- Bitcoin (BTC) continues to hold gain over the $7,500 mark
- Will Black Friday push Bitcoin into the red zone?
- Crypto analysts believe the bear run is not yet over
Bitcoin News Today – Bitcoin (BTC) made a slight recovery this week to return to the mid-$7k area. Looking at its performance over the past month, Bitcoin still shows a steep downtrend and the bears might still be in charge of the market. Will Bitcoin go into the weekend in a bullish state or will Black Friday push Bitcoin into the red.
Bitcoin (BTC) Finds News Support Level
Bitcoin (BTC) experienced a pump earlier this week. After the rally over the $7,500 mark, the digital currency has managed to hold ground over that level for the past few days. The digital currency even made a quick visit to the $7,600 mark yesterday. However, it did not last on that range, as it plunged and tested a daily low of $7,380 right on the 50-hour MA. Bitcoin later gained some momentum and surged to the $7,450 range.
Bitcoin (BTC) Price Today – BTC / USD
Since Bitcoin (BTC) tested its 6-month low of $6,550 earlier this week, the digital currency amassed gains of more than 14 percent, and it looks bullish in the short-term. However, the longer-term charts of the coin still appear bearish. Bitcoin (BTC) has lost more than 20 percent of its value this month, making it a red November.
However, Bitcoin is not looking too bad compared to late November 2018, as the digital currency was trading around the $4k level then.
The Bear Run Is Not Over Yet
Some analysts and traders still believe that the bears are in control of the coin. DonAlt – a crypto analyst – pointed out that the green candle this week is just 50 percent the size of the heavy red one last week. In a tweet, he said:
“Four weeks of selling followed by one week of bounce is not necessarily as bullish as the small timeframes make it out to be. For reference, this green candle only reclaimed 50 percent of the previous one.”
4 weeks of selling followed by 1 week of bounce isn't necessarily as bullish as the small timeframes make it out to be.
For reference, this green candle "only" reclaimed 50% of the previous one.

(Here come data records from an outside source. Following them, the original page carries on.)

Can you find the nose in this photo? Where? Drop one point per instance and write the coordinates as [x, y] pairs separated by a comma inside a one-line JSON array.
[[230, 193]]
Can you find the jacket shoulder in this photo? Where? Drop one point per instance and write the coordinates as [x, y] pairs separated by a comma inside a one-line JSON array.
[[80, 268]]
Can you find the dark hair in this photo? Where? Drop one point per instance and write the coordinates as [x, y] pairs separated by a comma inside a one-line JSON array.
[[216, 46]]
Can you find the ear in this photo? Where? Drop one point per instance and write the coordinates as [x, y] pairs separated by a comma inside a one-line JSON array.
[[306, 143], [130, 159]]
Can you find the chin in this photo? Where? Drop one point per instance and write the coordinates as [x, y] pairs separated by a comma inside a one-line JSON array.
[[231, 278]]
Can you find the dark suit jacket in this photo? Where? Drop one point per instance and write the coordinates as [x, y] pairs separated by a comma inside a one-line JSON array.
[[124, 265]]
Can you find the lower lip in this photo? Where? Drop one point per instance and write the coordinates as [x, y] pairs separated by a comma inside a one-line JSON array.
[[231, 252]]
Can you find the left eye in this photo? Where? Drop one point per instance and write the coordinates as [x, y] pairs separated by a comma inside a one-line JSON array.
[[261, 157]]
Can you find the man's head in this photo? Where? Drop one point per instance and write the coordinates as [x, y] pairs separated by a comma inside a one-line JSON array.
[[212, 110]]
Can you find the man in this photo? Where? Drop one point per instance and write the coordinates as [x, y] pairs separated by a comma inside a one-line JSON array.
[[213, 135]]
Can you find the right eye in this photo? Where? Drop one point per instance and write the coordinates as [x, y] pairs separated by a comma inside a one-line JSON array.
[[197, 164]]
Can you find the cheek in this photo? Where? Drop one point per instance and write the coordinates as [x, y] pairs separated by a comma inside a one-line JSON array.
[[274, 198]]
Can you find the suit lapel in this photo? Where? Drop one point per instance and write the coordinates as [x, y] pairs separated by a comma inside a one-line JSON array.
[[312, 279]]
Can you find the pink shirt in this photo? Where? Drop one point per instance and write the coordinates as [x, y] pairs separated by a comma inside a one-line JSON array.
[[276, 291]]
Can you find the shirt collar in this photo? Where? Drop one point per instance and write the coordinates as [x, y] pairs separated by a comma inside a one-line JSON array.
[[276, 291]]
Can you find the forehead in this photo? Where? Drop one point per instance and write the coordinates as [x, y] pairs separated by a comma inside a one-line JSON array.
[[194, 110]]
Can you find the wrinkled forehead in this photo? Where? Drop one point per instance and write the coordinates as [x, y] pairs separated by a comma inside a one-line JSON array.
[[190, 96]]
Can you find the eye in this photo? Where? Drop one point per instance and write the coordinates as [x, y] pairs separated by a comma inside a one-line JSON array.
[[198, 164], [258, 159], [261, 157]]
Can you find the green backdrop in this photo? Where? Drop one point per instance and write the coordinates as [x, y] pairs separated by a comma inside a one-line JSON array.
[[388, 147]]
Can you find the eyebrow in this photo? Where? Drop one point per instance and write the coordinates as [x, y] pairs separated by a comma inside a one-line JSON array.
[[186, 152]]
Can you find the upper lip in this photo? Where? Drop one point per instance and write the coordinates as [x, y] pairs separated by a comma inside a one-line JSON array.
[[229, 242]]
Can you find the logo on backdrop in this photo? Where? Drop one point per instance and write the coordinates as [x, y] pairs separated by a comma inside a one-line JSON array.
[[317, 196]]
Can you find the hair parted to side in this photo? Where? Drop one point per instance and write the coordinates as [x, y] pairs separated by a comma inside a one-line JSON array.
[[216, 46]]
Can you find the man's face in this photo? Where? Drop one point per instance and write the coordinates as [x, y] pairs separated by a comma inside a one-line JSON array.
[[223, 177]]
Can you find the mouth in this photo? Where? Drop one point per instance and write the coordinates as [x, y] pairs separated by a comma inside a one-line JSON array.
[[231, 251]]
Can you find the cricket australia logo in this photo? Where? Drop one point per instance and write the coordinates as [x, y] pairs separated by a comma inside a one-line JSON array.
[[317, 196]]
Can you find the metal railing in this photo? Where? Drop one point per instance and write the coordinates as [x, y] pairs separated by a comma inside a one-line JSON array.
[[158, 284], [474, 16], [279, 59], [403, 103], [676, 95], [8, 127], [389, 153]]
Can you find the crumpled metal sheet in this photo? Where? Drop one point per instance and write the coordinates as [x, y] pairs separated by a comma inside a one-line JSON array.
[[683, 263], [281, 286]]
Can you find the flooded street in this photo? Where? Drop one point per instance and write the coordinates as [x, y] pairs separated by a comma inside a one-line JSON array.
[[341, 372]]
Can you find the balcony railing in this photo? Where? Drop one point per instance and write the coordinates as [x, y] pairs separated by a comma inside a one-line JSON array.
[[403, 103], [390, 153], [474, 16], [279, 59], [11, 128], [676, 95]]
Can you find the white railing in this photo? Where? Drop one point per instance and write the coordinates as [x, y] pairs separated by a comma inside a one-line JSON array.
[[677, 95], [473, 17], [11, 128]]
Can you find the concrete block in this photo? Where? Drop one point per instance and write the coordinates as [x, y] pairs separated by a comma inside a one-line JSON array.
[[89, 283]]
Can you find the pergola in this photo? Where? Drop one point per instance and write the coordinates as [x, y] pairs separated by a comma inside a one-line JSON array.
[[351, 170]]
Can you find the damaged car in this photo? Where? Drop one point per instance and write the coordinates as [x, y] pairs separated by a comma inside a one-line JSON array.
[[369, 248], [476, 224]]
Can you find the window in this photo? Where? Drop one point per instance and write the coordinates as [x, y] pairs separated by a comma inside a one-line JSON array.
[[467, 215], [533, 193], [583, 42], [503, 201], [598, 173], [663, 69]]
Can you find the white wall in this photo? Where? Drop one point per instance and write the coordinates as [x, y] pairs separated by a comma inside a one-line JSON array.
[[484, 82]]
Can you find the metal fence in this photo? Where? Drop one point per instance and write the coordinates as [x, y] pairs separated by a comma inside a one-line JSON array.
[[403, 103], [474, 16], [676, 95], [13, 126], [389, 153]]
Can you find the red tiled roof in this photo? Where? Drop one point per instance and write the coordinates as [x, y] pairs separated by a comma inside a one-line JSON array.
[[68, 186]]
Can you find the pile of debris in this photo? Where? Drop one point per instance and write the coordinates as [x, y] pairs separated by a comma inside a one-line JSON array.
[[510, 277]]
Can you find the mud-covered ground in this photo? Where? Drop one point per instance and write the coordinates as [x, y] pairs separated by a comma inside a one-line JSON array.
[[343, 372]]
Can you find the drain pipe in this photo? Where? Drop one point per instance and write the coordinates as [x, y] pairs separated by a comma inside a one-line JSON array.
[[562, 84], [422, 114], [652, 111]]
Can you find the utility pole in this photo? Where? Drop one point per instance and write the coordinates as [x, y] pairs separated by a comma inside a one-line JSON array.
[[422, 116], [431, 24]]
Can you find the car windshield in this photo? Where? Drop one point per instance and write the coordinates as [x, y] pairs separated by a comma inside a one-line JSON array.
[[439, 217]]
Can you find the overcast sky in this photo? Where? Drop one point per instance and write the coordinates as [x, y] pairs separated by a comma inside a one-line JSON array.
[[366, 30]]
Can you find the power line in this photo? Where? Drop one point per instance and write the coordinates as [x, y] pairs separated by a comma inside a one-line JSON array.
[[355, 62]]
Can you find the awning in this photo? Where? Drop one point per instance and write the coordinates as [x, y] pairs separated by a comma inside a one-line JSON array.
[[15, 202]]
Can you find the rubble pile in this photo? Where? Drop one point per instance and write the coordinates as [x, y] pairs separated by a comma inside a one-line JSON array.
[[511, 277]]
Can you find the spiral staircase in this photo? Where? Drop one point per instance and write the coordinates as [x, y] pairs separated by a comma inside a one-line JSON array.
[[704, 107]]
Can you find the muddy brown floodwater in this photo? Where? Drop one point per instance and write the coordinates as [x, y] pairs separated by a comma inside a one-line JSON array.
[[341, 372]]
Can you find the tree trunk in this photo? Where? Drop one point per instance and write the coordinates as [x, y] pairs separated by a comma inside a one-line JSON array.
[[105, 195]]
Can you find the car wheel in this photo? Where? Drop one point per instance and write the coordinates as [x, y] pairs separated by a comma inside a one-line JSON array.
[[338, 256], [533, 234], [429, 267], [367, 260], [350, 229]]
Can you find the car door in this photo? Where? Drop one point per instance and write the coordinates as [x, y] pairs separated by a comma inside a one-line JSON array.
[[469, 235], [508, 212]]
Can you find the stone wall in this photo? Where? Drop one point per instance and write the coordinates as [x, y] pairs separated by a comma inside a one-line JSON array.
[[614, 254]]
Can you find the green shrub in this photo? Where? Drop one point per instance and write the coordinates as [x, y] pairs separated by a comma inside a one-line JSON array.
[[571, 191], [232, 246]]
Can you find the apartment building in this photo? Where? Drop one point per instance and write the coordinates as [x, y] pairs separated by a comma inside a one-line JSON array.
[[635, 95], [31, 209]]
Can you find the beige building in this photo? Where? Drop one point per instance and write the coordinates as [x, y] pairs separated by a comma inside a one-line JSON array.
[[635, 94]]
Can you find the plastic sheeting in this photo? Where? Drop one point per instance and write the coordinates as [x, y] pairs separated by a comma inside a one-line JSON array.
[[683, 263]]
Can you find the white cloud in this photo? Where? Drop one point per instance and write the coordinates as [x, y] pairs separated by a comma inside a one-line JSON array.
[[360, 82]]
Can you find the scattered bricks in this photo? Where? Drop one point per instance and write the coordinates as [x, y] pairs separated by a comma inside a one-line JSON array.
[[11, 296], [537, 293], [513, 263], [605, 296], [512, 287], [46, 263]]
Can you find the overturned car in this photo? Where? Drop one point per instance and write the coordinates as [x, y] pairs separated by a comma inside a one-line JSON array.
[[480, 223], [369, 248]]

I'm personally not looking to rush into a long position just yet. pic.twitter.com/cocbewmTUz
— DonAlt (@CryptoDonAlt) November 28, 2019
A break to the upside should at least return to $8,200 or fill the green candle while a buy zone would be anything below $6,200. The 24-hour chart is also showing the 200-day MA average leveling out and starting to head south, which is a clear sign that the upward trend that started in April has run out of steam.
Peter Brandt – chart guru – recently said that markets do not care what analysts predict or think and will just do their own things regardless.
“I’m amazed why traders take their market analysis, the outcome of a trade or opinion of others personally. The markets have no idea who we are & could care less if we are right or wrong.”